Post date: Aug 21, 2020 1:25:33 PM
Inside a tiny seed, sleeps a huge tree. That’s what they say about me. I lie dormant mostly. Until someone wakes me up. Sprinkling some water on my face is enough. As water enters through the skin I swell up. Water fills up my cells and tells me it is time to get up and go to work. I need a lot of water actually. So that I fully soak up, swell and send out a shoot. Since I have remained dry and dormant for too long. Sometimes there isn’t enough water, and I dry off midway. Fungus come to eat off my partially moist body.
Swelling up in water is only part of the job as my insides prepare for growing up. I am trained to be very careful and cautious. I have to gather information about the external environment. I have to be sure it is warm enough for me to live. I am too young to take the cold and frost or the harsh sun. My mom left a little code that tells me what is the right temperature. I check that out. I like to stay in the dark when I complete all these internal preparations before stepping out.
As I grow one limb to dig into the soil and another limb to reach out to the skies, I have to estimate how tall that limb has to be. Sometimes I am trapped inside very dark places, say a compost bin. And then a little ray of light I can sense somewhere far away. I just make a long limb to get to that light. I like bright light. I need a lot of it to grow. I will do what it takes to find it. If it is the window sill, I know it is bright outside and I will send a limb to get out there. I am just wired like that.
But I can’t spend all my energy on my limbs. Then I will have too little for leaves.

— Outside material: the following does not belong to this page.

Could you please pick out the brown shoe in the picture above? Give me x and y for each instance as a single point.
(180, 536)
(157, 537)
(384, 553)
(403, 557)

My mom left some food and she also made two sacs called cotyledons that hold my food and nurture me until I grow some leaves and make my own food. But all this is limited supply. Just as much as a tiny seed can hold. So I have to conserve that energy. If I am a long seedling with tiny leaves on the top I won’t survive. I don’t have enough energy left to make it.
I grow a limb with two cotelydons first. Mostly. These are the stores of food for me. My first few days are spent growing some roots and getting a firm footing. But I am a little one. I don’t have energy for digging into the soil. I can’t make fat roots. I make delicate white roots that can easily spread out and seek moisture. If I find a fluffy, moist, soft space I quickly make many roots. But my enemy, the fungus lingers. If it is too wet, she will take over and kill my roots. The most common reason for my early death are humans that water too much that fungus rots my roots. That I am tender makes me a juicy meal for bugs and snails. Slugs, worms and pill bugs. I have no way to fight them. We are their food. Mom makes a lot of us seeds so at least a few of us will survive.
I am not even making any food. I am only exploring. So letting me be in shade so I don’t dry out is enough. And I don’t make elaborate roots. Just enough to survive. So placing me in a small cell is good enough. Some sprinkling of water or a gentle spray will do. Some wind and air also help. Some kind souls put on a fan or just run their fingers on my tops. I am so kicked that I make a few more roots.
Soon I grow true leaves. Or leaves that identify me. My roots are still delicate. But I am now drawing some energy from the sun. Once I have three leaves, I am big enough to sit in the morning sun. I will soon learn to make my own food. Then I outgrow that seed cell. I am ready for the big world. Give me some tonics; give me some water and take me to the big world. I am ready to become a big plant and grow flowers and fruits and make more seeds.